Kaan Müjdeci, bu sıralar yeni bir belgeselin heyecanını taşıyor. Belgeselin kısa adı “Kapalı Gişe”. Ancak uzun adı, birilerini ciddi anlamda rahatsız edeceğe benziyor: Kapalı Gişe – Türkiye Sinemasında Dağıtım Krizi.
İsminden de anlaşılacağı üzere, sinema sektörünün en büyük paydaşı olan dağıtımcılara odaklı bir belgesel bu. Sivas'ta çocuğun gözüne inebilen Kaan Müjdeci, bu filmde de sinemacıların gözüne iniyor. O mercekten, tamamen yaşanmış olayları belgesel formatında; sektöre ciddi bir eleştiri getireceği su götürmez bir üslupla aktarıyor.
Basit bir örnek, doğrudan belgeselden:
“Star Wars'un son filmi, Amerika'daki tüm sinemalarının % 10'unda vizyona girerken Düğün Dernek 2 Türkiye sinemalarının % 60'ında gösterimdeydi”

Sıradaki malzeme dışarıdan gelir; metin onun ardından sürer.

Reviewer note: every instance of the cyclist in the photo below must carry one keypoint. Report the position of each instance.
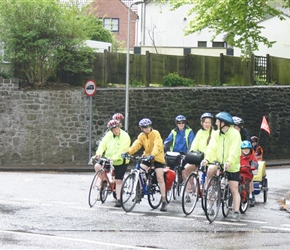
(225, 147)
(239, 125)
(201, 140)
(249, 160)
(114, 143)
(119, 117)
(152, 143)
(258, 150)
(179, 139)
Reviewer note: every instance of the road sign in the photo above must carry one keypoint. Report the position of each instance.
(90, 88)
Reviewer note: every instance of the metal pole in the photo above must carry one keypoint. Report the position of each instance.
(90, 129)
(128, 67)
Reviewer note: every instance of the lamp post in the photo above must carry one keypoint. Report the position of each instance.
(128, 65)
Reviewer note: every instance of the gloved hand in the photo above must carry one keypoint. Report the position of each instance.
(203, 163)
(149, 158)
(97, 157)
(226, 166)
(124, 155)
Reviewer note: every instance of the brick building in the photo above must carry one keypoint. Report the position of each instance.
(115, 16)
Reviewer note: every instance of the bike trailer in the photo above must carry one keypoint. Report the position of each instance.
(194, 157)
(169, 177)
(261, 171)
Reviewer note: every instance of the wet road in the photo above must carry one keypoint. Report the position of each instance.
(50, 210)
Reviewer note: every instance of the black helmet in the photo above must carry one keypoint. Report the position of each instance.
(225, 117)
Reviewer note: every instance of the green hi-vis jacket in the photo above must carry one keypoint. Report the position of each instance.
(225, 148)
(113, 146)
(152, 144)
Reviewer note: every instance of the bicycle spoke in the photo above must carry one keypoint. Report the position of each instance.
(212, 199)
(190, 194)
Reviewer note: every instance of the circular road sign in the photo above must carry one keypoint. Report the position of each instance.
(90, 88)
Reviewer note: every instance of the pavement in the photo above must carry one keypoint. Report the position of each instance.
(89, 168)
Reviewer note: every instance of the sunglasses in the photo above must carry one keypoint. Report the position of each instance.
(145, 127)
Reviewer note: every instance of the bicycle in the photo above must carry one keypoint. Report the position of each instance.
(217, 195)
(139, 184)
(103, 182)
(174, 161)
(192, 192)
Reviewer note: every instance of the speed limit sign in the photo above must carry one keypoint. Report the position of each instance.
(90, 88)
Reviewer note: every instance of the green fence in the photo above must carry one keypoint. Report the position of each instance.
(110, 67)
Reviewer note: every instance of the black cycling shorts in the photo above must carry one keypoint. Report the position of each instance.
(156, 164)
(120, 171)
(234, 176)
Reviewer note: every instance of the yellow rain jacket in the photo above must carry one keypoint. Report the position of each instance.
(152, 144)
(225, 148)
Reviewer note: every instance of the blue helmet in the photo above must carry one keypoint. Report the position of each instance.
(225, 117)
(246, 144)
(180, 118)
(206, 115)
(145, 122)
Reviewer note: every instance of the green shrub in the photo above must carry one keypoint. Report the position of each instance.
(174, 80)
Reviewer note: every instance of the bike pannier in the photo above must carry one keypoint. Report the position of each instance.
(169, 177)
(194, 157)
(172, 159)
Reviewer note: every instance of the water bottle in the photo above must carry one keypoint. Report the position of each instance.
(223, 183)
(143, 175)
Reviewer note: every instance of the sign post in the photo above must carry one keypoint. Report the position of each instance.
(90, 89)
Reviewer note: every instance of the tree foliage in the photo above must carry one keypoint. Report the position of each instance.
(238, 20)
(42, 37)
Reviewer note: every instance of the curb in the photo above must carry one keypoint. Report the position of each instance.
(90, 168)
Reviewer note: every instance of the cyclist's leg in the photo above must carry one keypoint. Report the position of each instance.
(211, 171)
(234, 186)
(188, 168)
(119, 175)
(160, 179)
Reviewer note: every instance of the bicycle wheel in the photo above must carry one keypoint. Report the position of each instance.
(129, 192)
(104, 190)
(244, 201)
(227, 201)
(212, 199)
(94, 193)
(190, 194)
(154, 195)
(169, 194)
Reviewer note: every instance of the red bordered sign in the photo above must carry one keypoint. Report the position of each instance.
(90, 88)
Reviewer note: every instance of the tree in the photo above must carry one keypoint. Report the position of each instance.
(237, 19)
(42, 37)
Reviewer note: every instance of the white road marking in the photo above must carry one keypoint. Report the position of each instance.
(77, 240)
(277, 228)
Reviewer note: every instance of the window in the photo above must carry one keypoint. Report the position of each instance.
(201, 44)
(111, 24)
(219, 44)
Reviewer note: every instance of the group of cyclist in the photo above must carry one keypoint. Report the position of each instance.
(222, 145)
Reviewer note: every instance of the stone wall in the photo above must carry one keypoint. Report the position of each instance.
(52, 127)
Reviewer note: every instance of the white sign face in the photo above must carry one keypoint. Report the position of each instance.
(90, 88)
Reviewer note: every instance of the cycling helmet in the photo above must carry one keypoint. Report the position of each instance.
(254, 139)
(246, 144)
(238, 121)
(206, 115)
(145, 122)
(112, 124)
(118, 117)
(225, 117)
(180, 118)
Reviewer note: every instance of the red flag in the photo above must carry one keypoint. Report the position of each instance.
(265, 125)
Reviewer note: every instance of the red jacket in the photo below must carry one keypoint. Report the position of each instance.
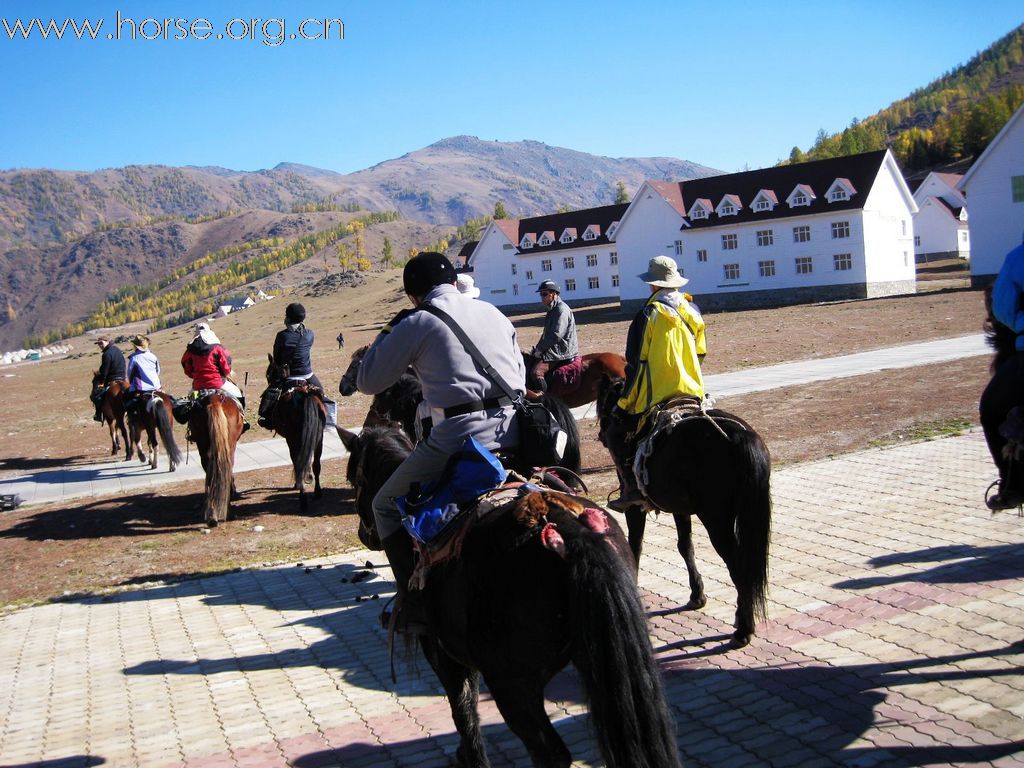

Çarpıcı bir karşılaştırma değil mi?
Sinema, edebiyat, televizyon gibi sektörler sanatsal kaygılar güden eserlerin her zaman azınlıkta bırakıldığı alanlar olmaya başladı son dönemde. Bu bağlamda, sinemacıların sesine kulak vermekte fayda var.
Nasıl ki, bir dönem “Yerli dizi yersiz uzun” mottosuyla yürüyüşler yapan televizyon emekçileri ‘ekmek kaygısıyla' tehdit edilerek ciddi anlamda susturulduysa; Devlet Tiyatroları'nın emekçileri benzeri kaygılarla sindirilmeye çalışılıyorsa, bu yolun sonu daha çok su kaynatacağa benziyor.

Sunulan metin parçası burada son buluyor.